Hailed by organisers as the largest concert ever, the event stemmed from Gore’s famed slideshow detailing the dangers and realities of “an inconvenient truth” otherwise known as global warming.
“Al Gore’s slideshow reached thousands, [the subsequent documentary] ‘An Inconvenient Truth’ reached a few million, and Live Earth is all about engaging billions of people,” Live Earth spokesperson Yusef Robb told IPS.
Precise figures regarding the concert’s overall reach will take weeks to tabulate, according to Robb, but MSN has already reported that, with well over 10 million viewers in cyberspace tuning in for one of the 21 different languages broadcasted, Live Earth has become the most simultaneously viewed online concert ever.
With Live Earth founder and producer Kevin Wall working behind the scenes, the concert’s success should come as no surprise to those familiar with his previous mega endeavours, which included Live 8 in 2005 and Live Aid in 1985.
Performers around the world included Madonna, The Police, Shakira, Bon Jovi and 2007 Academy Award winning songstress Melissa Etheridge who wrote and performed “I Need to Wake Up” for “An Inconvenient Truth.”

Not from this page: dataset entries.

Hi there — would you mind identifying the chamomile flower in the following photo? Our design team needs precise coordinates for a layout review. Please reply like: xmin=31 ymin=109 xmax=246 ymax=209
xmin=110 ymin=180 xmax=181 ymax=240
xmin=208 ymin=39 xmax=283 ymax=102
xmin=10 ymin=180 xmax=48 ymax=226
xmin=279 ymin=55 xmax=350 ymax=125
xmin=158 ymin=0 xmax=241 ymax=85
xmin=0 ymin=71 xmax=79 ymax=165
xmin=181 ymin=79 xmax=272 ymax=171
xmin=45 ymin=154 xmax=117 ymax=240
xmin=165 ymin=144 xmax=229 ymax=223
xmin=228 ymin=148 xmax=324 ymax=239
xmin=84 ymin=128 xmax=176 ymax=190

Nunatak, a band of scientists from the British Antarctic Survey, even performed to a handful of employees on the frozen tundra.
“We really wanted to convey the global nature of the crisis,” explained Robb referring to Nunatak’s performance. “Not only do our actions here at home affect Antarctica, but the melting ice and climate shifts there will have profound effects thousands of miles away.”
Awareness about the event was recently bolstered by several Live Earth partnerships ranging in scope from conservation organisations like the World Wildlife Fund to corporate sponsors including Philips Electronics.
“Live Earth was set up to make people more aware of energy solutions,” Harry Verhaar, senior director for Energy and Climate Change at Philips, told IPS. “We want to improve people’s lives and to show them how simple it is to make the switch to more energy efficient solutions.”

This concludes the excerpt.